Parkesburg inventor patents energy production method
By J. Chambless
Paul Bellezza in his basement workshop.
By John Chambless
For the past 19 years, Paul Bellezza of
Parkesburg has refused to give up. Sitting on his basement workbench
right now is what could be the future of energy production, and he
has secured his first patent for what is possibly a revolutionary
He's gotten used to putting his invention in terms that ordinary people can grasp, but it's clear that his expertise is running light years ahead of his simplified explanation. The parts that make our thermoelectric devices such as refrigerators and wine coolers and heaters run, he said, take electricity and can produce either heat or cold. The joints between the metal plates in those modules expand and contract with use, and the solder that holds the plates together can't hold up. The units fail.
The thermoelectric process has been limited by the weak materials and electrical resistance, he said. But his patented process coats the metal plates in these units with graphene, fusing them together without solder and eliminating the possibility of the materials failing. There is also little or no electrical resistance.
“Graphene is resilient. Basically, it self-repairs,” Bellezza said. “So if there are thermal stresses, any breaks repair themselves. It's almost like a web.”
His decades-long fascination with the thermoelectric process netted results as far back as 15 years ago. He built a working model that produced a large amount of electricity by converting heat into power.
“Thermoelectric never came into the mainstream as a viable energy generation technology, because of breaking down,” he said. His long-range idea is to ultimately use a heat source – gas, oil, propane -- pass it through his thermoelectric module and get electricity.
How much electricity? Bellezza is reluctant to say, but indicated that units using his approved patent – and his two others that are pending at the U.S. Patent Office – could power a house. Or even more.
“My patent solves the problem of putting thermoelectric in the mainstream as a technology for power generation,” he said. “And it's long-lasting as well.”
His patent was approved only three weeks ago, and Bellezza is anxiously awaiting clearance of his two other ideas that, combined with this patent, could launch him into the rarefied world of alternative energy production and make him a giant in the field.
But it's a slow process.
“The Patent Office says you need something better and newer. So everyone who applies is making small advances,” he said. “But if you go way beyond, you're 20 years before your time, they have no frame of reference to see if what you're doing works. So I've been tenacious, refiling the same thing all over again. The motherlode has been in the Patent Office for quite some time.”
For someone on the verge of something very big, Bellezza works in humble surroundings. He has moved from a shed in his back yard to his basement while some renovations are going on, but he has high-value equipment and supplies that put him on almost the same footing as inventors working in corporate labs. He has enough to prove his ideas work.

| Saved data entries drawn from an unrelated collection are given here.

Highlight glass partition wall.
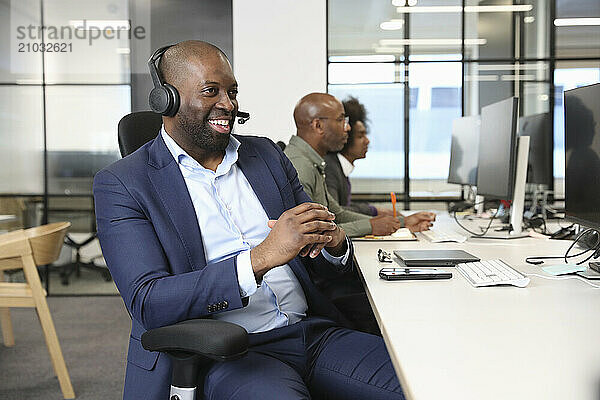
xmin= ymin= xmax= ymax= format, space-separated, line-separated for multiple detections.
xmin=328 ymin=0 xmax=600 ymax=208
xmin=0 ymin=0 xmax=132 ymax=294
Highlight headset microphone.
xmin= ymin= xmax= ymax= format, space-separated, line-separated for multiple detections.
xmin=237 ymin=111 xmax=250 ymax=124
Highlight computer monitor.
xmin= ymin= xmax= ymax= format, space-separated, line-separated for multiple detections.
xmin=564 ymin=83 xmax=600 ymax=230
xmin=476 ymin=97 xmax=519 ymax=199
xmin=518 ymin=112 xmax=552 ymax=186
xmin=448 ymin=116 xmax=480 ymax=186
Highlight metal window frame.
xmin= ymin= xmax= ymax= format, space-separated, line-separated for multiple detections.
xmin=325 ymin=0 xmax=600 ymax=205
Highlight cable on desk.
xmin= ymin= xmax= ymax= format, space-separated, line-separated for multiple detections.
xmin=556 ymin=221 xmax=574 ymax=230
xmin=525 ymin=273 xmax=600 ymax=289
xmin=523 ymin=214 xmax=548 ymax=234
xmin=532 ymin=222 xmax=585 ymax=241
xmin=452 ymin=200 xmax=500 ymax=237
xmin=525 ymin=248 xmax=592 ymax=265
xmin=563 ymin=228 xmax=600 ymax=264
xmin=525 ymin=228 xmax=600 ymax=265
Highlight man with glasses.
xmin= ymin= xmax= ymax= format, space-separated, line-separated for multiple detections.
xmin=285 ymin=92 xmax=433 ymax=238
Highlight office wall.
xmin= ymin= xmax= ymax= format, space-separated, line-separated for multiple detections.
xmin=232 ymin=0 xmax=327 ymax=143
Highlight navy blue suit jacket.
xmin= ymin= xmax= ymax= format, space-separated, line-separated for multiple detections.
xmin=93 ymin=133 xmax=353 ymax=400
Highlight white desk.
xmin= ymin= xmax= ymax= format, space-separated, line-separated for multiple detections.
xmin=353 ymin=215 xmax=600 ymax=400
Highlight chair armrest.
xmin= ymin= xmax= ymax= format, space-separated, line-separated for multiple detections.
xmin=141 ymin=319 xmax=248 ymax=362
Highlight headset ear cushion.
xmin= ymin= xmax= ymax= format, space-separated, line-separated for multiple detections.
xmin=162 ymin=83 xmax=180 ymax=117
xmin=149 ymin=86 xmax=171 ymax=115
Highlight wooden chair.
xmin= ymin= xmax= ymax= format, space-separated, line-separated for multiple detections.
xmin=0 ymin=222 xmax=75 ymax=399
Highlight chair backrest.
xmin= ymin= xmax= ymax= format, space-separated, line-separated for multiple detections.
xmin=0 ymin=222 xmax=70 ymax=267
xmin=25 ymin=222 xmax=71 ymax=265
xmin=25 ymin=222 xmax=71 ymax=266
xmin=276 ymin=141 xmax=286 ymax=151
xmin=118 ymin=111 xmax=163 ymax=157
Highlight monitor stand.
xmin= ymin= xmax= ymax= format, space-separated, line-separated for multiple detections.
xmin=474 ymin=194 xmax=485 ymax=216
xmin=474 ymin=136 xmax=530 ymax=240
xmin=465 ymin=185 xmax=476 ymax=203
xmin=526 ymin=185 xmax=554 ymax=220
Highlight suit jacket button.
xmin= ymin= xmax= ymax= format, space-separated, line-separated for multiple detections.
xmin=223 ymin=301 xmax=228 ymax=308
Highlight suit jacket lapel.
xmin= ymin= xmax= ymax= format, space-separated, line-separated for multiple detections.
xmin=235 ymin=138 xmax=313 ymax=284
xmin=235 ymin=139 xmax=285 ymax=220
xmin=147 ymin=136 xmax=206 ymax=270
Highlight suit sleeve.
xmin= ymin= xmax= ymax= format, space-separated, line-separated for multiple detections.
xmin=93 ymin=169 xmax=246 ymax=331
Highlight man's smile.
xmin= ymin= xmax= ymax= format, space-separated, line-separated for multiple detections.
xmin=208 ymin=118 xmax=231 ymax=133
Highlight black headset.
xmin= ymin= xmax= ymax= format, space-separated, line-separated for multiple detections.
xmin=147 ymin=44 xmax=250 ymax=123
xmin=148 ymin=45 xmax=179 ymax=117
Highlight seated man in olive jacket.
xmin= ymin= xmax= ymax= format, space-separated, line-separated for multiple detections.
xmin=285 ymin=92 xmax=436 ymax=238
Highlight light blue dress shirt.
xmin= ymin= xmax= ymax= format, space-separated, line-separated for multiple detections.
xmin=161 ymin=128 xmax=348 ymax=333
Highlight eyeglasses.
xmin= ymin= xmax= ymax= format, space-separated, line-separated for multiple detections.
xmin=378 ymin=249 xmax=393 ymax=263
xmin=316 ymin=115 xmax=350 ymax=127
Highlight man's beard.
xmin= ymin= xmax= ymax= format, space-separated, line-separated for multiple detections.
xmin=177 ymin=110 xmax=232 ymax=153
xmin=329 ymin=136 xmax=347 ymax=152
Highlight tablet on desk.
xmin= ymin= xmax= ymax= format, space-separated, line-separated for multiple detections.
xmin=393 ymin=249 xmax=480 ymax=267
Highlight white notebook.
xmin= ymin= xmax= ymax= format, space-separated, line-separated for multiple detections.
xmin=353 ymin=228 xmax=417 ymax=241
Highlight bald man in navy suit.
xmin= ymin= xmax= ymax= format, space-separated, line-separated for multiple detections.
xmin=94 ymin=40 xmax=405 ymax=400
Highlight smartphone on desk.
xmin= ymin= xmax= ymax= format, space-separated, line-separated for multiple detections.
xmin=379 ymin=267 xmax=452 ymax=281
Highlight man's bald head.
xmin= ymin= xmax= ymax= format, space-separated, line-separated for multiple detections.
xmin=158 ymin=40 xmax=230 ymax=89
xmin=293 ymin=93 xmax=341 ymax=130
xmin=293 ymin=92 xmax=349 ymax=156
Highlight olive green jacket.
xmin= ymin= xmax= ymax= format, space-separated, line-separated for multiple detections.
xmin=284 ymin=135 xmax=373 ymax=237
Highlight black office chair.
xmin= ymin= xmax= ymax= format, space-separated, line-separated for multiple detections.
xmin=60 ymin=232 xmax=112 ymax=285
xmin=117 ymin=110 xmax=163 ymax=157
xmin=117 ymin=111 xmax=249 ymax=400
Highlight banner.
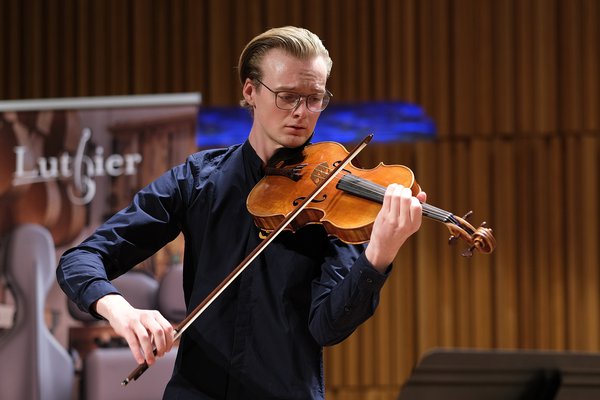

All that's left is for industry to catch up.
“I've always been involved in some sort of scientific activity,” he said. “I've been fascinated by metals all my life.”
For now, while the other two crucial patents grind their way through the approval process, Bellezza is seeking companies that use thermoelectric modules who would be willing to give his process a try. His work has already put him on the international radar, and “Paul from Parkesburg” is a name with online celebrity in the scientific community Bellezza is part of.
“This is an invention whose time has come,” he said. “I'm in the process of letting people know about this, because it's only been a short time that I could talk about it. But it proves you can accomplish something if you stick with it.”